Speaker
Description
We investigate the critical fluctuations in light-nuclei production in heavy-ion collisions based on the coalescence model, where we introduce corrections to the distribution function from critical correlators from the Ising model.
The measurement of the yield ratio of light nuclei, $N_tN_p/N^2_d$ (with $N_t$, $N_p$, and $N_d$ being triton, proton, and deuteron numbers, respectively), in STAR collaboration [1], has shown a non-monotonic behavior as a function of collision energy in a heavy-ion collision. Based on the analyses with idealized setups, it was also suggested that the yield ratio is one of the observables for a possible signal of the QCD critical point [2]. However, it is non-trivial how the yield ratio is affected by the other contributions in realistic setups of heavy-ion collisions. In our previous study, we expanded the distribution function of nucleons in terms of phase-space cumulants [3] and found that the effect of cumulants cancels in the yield ratio up to the second order, which also includes the effect of radial expansions.

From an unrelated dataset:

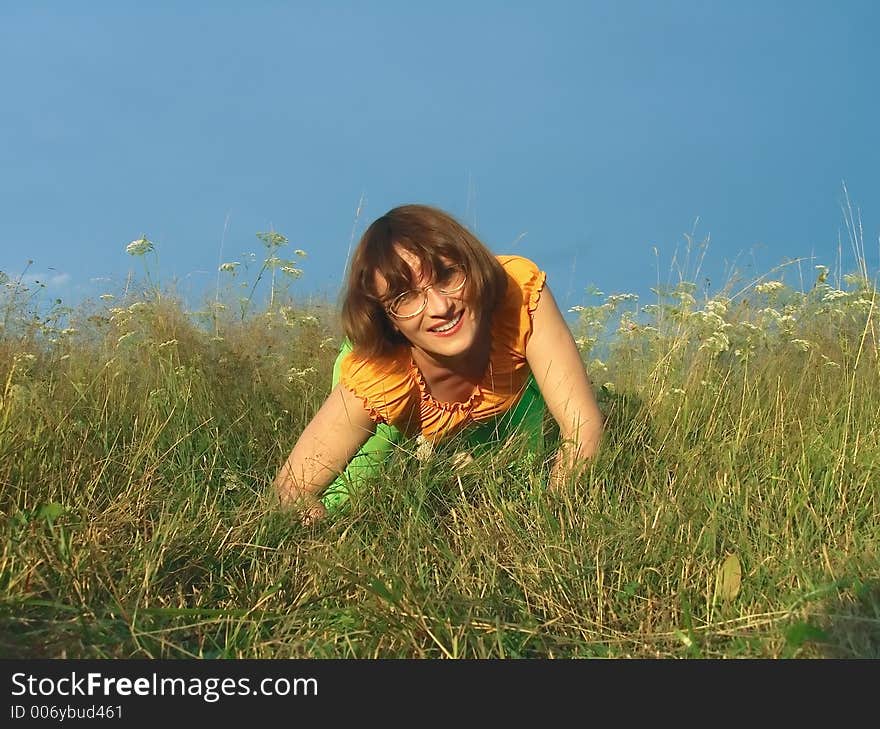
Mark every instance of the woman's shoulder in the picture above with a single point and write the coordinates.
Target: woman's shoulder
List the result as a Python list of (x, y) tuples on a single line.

In the first part of this talk, we further investigate the effect of non-trivial phase-space distributions [3] by example distributions including the Woods-Saxon distribution, two Gaussian forms, and the blast-wave-type anisotropic flows. We find that the spatial structure decreases the ratio while the momentum anisotropy increases it. In the second part, we extend our analysis by evaluating the critical effect in the generalized light-nuclei ratio $N_p^{B-A}N_B^{A-1}/N_A^{B-1}$ [4,5] with $N_A$ being the nuclei yield of mass number A. We introduce the critical correction to the phase-space distribution by employing the critical fluctuations from the Ising model. We find that the overall non-monotonic behavior of the yield ratio arises from the increasing correlation length near the critical point. In addition, if the strength of the critical fluctuation is sufficiently significant, the collision energy dependence of the ratio exhibits double peaks by the interplay between the two- and three-point critical corrections.
[1] STAR Collaboration, arXiv:2209.08058 (2022).
[2] K.J.Sun, L.W.Chen, C.M.Ko and Z.Xu, Phys. Lett. B 774, 103-107.
[3] S. Wu, K. Murase, S. Tang and H. Song, Phys. Rev. C 106, 034905 (2022).
[4] S. Wu, K. Murase and H. Song, PoS (LHCP2022) 240.
[5] S. Wu, K. Murase, S. Zhao and H. Song, in preparation.